Most forks are lowered incorrectly, which causes handling issues and potential clearance issues.. To do the job correctly, there is a spacer inside the leg above the valve body that limits the tube extension length. You add spacers to the stack to reduce the fork extended height. This also moves the compression stop down into the slider, to limit travel an equal amount. Raising the forks in the triple clamp is a hack. You still have full compression, which means the front wheel will travel fully upward but clearance above it will be reduced by the amount the forks are moved, which could potentially cause contact with the lower clamp, or in some cases the fork boots with the triple clamp.

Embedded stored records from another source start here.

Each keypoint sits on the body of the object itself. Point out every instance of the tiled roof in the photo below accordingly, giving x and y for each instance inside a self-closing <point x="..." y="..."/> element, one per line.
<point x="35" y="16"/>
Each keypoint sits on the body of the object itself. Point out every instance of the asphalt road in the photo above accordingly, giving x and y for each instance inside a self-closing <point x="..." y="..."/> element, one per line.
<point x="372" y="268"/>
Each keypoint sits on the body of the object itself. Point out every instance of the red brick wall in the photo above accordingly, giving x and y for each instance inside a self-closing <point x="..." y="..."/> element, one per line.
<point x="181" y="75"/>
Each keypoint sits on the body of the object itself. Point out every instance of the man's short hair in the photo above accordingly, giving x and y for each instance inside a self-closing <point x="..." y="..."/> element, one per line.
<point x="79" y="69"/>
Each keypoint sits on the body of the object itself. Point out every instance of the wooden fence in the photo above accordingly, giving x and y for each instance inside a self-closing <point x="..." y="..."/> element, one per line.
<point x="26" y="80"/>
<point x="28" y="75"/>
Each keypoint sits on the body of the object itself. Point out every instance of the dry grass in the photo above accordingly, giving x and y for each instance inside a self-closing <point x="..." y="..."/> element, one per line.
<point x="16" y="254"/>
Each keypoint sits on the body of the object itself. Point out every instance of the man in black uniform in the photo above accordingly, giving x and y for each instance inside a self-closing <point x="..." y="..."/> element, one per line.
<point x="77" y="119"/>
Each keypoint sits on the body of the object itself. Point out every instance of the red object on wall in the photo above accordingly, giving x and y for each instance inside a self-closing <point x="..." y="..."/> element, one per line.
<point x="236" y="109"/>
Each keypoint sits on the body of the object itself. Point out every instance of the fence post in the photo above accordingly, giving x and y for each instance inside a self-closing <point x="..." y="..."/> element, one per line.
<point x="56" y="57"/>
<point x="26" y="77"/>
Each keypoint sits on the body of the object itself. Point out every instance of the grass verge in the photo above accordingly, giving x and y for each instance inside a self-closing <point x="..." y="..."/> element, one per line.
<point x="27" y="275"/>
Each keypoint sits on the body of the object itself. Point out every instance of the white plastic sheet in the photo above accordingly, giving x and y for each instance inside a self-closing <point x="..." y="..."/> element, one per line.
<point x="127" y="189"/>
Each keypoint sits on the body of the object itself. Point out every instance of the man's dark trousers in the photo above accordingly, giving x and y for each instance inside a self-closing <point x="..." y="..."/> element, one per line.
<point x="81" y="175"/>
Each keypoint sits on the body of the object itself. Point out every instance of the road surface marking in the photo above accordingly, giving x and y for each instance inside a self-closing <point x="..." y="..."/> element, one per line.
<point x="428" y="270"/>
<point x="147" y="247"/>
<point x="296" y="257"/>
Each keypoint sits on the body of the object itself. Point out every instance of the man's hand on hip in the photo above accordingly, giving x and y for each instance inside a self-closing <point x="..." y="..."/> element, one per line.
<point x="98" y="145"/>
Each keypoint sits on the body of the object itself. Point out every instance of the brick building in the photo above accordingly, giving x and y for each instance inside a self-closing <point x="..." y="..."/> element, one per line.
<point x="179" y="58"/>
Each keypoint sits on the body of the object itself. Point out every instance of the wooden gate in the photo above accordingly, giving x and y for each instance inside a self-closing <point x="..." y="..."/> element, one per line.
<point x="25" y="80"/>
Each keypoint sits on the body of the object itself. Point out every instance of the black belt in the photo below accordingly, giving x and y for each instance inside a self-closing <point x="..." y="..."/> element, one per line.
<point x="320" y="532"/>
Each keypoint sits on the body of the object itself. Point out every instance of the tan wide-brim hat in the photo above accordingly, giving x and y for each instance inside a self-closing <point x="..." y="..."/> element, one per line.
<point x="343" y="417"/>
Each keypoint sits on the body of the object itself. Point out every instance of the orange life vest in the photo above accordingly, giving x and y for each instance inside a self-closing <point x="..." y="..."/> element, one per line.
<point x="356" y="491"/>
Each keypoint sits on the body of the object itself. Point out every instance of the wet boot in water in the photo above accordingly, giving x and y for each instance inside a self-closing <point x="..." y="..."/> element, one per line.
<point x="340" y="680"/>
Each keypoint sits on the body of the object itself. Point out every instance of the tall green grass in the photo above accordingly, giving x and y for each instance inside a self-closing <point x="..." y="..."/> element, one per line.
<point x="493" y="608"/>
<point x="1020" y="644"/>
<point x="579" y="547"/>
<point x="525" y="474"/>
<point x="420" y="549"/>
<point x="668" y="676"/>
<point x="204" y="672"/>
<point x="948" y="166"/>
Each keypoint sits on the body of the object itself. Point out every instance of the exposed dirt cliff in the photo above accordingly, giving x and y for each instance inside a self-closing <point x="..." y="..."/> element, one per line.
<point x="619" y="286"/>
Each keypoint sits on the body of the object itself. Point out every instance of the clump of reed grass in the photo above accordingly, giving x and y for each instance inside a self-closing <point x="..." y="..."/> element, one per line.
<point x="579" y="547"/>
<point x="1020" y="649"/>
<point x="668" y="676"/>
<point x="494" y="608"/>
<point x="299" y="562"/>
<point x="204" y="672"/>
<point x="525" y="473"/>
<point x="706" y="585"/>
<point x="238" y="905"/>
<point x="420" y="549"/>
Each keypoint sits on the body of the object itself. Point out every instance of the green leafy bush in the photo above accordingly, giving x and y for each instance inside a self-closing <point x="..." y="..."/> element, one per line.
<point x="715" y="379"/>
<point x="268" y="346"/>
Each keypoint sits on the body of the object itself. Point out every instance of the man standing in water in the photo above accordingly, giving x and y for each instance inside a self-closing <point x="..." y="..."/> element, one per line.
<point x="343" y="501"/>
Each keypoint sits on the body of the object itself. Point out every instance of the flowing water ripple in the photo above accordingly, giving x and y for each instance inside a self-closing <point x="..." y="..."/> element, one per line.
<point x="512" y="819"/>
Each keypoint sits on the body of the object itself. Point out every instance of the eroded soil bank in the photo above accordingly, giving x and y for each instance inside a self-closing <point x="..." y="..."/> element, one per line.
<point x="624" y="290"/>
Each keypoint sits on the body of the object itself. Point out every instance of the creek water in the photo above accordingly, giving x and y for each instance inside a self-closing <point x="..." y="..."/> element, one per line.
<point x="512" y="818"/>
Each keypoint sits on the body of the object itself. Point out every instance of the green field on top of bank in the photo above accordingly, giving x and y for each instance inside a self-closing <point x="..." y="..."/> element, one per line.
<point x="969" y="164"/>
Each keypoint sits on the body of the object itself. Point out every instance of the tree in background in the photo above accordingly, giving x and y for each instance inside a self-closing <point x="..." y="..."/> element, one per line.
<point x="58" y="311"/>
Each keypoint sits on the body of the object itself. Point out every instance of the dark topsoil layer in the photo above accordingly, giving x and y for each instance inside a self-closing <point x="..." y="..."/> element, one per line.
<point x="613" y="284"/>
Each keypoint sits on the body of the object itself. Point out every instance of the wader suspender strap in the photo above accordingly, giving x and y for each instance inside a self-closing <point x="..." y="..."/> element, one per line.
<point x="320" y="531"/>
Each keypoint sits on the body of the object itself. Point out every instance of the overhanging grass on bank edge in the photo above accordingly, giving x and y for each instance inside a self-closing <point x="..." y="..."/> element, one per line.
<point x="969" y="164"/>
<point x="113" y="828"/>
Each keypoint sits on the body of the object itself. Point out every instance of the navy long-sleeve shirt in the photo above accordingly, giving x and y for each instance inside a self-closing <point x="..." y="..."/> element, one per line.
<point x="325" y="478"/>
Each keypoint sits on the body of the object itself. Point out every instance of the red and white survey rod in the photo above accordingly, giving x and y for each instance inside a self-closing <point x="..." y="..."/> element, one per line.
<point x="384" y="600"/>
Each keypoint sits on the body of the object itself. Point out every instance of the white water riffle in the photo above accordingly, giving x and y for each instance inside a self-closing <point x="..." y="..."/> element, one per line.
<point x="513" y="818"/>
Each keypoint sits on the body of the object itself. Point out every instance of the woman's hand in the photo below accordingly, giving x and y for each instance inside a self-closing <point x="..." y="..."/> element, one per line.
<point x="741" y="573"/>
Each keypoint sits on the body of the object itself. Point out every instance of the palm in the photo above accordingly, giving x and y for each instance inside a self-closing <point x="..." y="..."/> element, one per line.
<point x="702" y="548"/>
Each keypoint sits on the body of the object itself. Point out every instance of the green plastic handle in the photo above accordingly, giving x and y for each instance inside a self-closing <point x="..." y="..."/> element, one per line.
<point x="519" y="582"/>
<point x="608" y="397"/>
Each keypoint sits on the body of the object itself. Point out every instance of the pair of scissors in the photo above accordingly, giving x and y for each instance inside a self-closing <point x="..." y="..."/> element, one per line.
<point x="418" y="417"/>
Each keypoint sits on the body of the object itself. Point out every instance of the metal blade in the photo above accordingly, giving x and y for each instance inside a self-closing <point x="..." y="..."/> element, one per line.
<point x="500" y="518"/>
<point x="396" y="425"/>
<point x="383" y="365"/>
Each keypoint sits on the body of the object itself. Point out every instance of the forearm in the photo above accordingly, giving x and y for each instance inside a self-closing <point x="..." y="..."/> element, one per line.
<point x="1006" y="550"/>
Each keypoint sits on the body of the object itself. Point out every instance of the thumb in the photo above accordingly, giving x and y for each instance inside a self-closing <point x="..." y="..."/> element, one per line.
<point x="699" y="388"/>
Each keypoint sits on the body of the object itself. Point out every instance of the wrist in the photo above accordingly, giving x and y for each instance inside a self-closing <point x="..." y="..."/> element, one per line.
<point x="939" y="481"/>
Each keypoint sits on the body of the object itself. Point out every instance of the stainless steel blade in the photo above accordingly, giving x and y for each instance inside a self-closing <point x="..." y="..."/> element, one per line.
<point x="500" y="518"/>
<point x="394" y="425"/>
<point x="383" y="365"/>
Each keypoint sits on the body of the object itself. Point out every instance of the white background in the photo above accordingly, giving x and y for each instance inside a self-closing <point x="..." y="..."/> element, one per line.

When you do it right, lowering a bike 1.5" reduces suspension travel by 1.5" as well, so that in full compression, the wheel and fender do not travel further than the original compressed limit.
The same applies to the rear shock. Lowering kits that just move the lower shock mount downward, effective raising the swingarm, are just a hack. The result is a full suspension travel rear suspension, now closer to the frame and bodywork by the amount lowered. The only proper way to lower the rear is to purchase a proper shock that is shorter in both extended and compression by the same amount. Lowering the rear by 1.5" then reduces rear travel by 1.5", just like the fork, so that the suspension in full compression maintains the original rear wheel clearance. On the R3, lowering the rear also increases the swingarm length a little, and puts the axle higher in relation to the counter sprocket, which will have an effect on how the bike squats under acceleration (more on a lowered bike).
There is another issue frequently ignored. When you drop the suspension, you reduce trail at the front wheel, since the wheel moves upward at the rake angle. This reduces steering effort, center feel, and ultimately stability at higher speeds. Under hard braking, when rake is lost due to fork compression and rear shock extension (pitching/rotating the chassis forward around its center of gravity), trail is diminished even further - and the result can be a rather nasty head shake - at the worst time, and unpredictably. On a light bike, neither are a good thing.
This is why lowering bikes is not really a good idea if it can be avoided. It initially reduces ground clearance, reduces suspension travel, and reduces trail on the front wheel. It is possible to work around the trail issue by lowering the rear somewhat more than the front, to impose additional rake to regain trail... but that's not something most backyard modifiers are prepared to work out, and beyond the expertise of the majority of dealers as well.
Yes, we all know that there are lots of improperly lowered R3's (and others) around, with satisfied owners. All I can say is that you don't really know whether there is an issue, until there is - at which point, the consequences of getting it all wrong can be a bit ugly.